Ollie throws Hal a bachelor party with exclusively blonde entertainment. Male and female. The bartenders are all blondes. He's hoping that Hal will find literally ANY other blonde to shack up with, as long as he doesnt have to deal with BARRY FUCKING ALLEN.
Bruce tries a different, slightly classier, slightly less legal means if breaking them up. Bribery. He approaches Hal after a League meeting and pulls him aside.
Bruce: fifty thousand right now, in your pocket, if you break up with Barry.
Hal, dumb as fuck bless his soul: Why would I break up with Barry for fifty thousand dollars?
Clark and Dinah are both annoyed at their partners for being so immature. Bruce is ready to break his no kill rule just to get Hal away from his mystery movie marathon buddy and Clark intercepts all of his plans.
Bruce: People die of food poisoning all the time, nobody would think twice.
Clark: If you kill Barry's soulmate with bad chicken, I will sic the entire Daily Planet investigative journalist team on you.
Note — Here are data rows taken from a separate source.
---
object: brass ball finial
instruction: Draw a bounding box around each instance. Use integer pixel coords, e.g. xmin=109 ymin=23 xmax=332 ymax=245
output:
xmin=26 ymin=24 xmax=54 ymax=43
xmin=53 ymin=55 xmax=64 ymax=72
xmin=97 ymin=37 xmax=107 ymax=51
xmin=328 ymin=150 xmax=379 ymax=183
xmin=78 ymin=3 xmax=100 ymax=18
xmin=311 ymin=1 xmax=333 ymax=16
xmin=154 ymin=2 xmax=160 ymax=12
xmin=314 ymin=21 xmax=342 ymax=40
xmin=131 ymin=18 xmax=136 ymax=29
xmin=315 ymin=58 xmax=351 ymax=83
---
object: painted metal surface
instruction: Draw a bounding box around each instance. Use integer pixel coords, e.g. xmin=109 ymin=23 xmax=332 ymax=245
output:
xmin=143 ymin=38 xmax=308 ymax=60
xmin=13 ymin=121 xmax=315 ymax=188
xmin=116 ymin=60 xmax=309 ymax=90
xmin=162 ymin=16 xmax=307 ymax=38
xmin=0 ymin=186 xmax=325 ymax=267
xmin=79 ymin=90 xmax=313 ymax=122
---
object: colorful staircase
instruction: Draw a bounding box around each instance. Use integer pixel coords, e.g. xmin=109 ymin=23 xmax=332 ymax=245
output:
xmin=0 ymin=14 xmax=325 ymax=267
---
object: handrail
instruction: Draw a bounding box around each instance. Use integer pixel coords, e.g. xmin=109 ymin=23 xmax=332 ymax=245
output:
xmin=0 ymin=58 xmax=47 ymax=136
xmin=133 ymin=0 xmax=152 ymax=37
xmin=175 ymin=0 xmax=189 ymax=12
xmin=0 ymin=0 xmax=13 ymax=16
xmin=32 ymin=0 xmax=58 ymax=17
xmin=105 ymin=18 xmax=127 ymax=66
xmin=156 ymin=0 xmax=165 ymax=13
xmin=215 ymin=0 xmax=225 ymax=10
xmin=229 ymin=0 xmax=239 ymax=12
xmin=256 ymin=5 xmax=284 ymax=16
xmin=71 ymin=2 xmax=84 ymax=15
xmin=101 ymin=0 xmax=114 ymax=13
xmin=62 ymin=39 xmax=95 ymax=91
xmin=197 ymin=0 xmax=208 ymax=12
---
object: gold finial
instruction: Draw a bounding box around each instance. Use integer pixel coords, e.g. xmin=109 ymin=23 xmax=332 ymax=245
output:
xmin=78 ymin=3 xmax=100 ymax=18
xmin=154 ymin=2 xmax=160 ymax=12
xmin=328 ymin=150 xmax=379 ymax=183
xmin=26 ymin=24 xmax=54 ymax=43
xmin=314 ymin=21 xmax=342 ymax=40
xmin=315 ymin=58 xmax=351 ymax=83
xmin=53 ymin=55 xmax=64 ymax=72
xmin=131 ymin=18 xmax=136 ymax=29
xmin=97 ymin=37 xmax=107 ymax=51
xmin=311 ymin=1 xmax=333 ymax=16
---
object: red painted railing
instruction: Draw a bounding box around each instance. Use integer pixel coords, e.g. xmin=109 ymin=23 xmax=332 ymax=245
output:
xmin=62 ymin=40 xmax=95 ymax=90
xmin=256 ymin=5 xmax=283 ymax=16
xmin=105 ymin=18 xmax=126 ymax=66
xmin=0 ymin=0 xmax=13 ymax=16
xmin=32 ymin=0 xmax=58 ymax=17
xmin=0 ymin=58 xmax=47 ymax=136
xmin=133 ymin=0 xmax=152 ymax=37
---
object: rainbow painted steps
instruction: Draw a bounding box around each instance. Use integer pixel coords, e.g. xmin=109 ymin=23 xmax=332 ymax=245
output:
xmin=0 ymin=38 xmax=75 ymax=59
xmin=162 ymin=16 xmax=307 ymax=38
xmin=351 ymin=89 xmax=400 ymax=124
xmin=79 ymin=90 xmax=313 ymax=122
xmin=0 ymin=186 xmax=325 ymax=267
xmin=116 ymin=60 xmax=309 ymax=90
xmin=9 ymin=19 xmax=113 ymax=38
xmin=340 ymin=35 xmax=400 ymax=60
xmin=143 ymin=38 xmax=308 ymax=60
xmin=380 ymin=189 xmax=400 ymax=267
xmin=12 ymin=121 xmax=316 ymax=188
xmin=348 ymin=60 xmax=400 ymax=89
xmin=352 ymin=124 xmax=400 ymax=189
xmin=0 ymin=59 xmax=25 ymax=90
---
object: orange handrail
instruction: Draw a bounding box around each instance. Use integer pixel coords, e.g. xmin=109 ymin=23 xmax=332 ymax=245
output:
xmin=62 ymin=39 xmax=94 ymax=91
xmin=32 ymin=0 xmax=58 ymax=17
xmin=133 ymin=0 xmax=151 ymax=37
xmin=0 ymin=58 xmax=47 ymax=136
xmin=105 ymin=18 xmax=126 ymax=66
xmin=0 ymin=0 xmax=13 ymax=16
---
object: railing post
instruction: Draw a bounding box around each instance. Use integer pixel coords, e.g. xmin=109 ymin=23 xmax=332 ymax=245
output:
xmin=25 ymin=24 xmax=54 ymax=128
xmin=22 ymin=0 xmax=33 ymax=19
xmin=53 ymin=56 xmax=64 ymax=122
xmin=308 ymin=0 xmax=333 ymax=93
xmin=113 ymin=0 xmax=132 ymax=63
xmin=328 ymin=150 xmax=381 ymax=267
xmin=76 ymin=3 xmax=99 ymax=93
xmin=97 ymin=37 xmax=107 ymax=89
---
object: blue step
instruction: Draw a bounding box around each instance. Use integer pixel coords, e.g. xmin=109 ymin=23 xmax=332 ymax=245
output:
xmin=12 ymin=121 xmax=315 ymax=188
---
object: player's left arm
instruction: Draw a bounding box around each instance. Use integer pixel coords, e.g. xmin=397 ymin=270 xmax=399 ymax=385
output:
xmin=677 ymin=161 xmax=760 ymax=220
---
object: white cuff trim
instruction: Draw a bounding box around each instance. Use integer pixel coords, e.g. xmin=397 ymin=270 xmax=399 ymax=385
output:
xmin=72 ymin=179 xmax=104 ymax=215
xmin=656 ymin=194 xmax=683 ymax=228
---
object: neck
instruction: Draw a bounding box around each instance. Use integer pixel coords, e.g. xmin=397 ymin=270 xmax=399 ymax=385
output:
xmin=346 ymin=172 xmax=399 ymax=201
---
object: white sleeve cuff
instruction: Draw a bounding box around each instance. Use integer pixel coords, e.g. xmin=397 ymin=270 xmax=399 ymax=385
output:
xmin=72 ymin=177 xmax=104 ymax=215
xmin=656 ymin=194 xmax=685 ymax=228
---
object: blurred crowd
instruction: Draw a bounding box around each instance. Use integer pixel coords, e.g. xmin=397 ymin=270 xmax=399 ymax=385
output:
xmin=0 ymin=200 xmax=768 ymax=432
No secret Bruce Wayne has ever had will be safe.
Bruce:😠
Ollie tries getting Hal to leave Barry.
Ollie: Are you sure you want to Marry BARRY of all people? He's bossy, he's a shut in, he's-
Dinah, fed the fuck up: He's smart, he's got a good career, he understands that being green lantern takes up a lot of your time, he's cute.
Hal: I know, he's so amazing 😍
Ollie, trying not to barf: 🤢
The day of the wedding they both dial it up to eleven. Bruce is in Barry's space helping him get ready but the whole time he's very supportive of the idea of leaving.
Bruce: I'm just saying, there is NOTHING wrong with not being sure, if you need more time to think, we can leave right now. I'll have Alfred drive us to the airport right now and we'll go eat our way through Europe, no questions asked.
Alfred, who is very much looking forward to this wedding: No I will not.
Jay, about to walk Barry down the aisle:😡
After they get through the wedding and have been together for a while, Bruce still kinda pushes for a break up.
Clark: Barry's birthday is coming up, what are you getting him?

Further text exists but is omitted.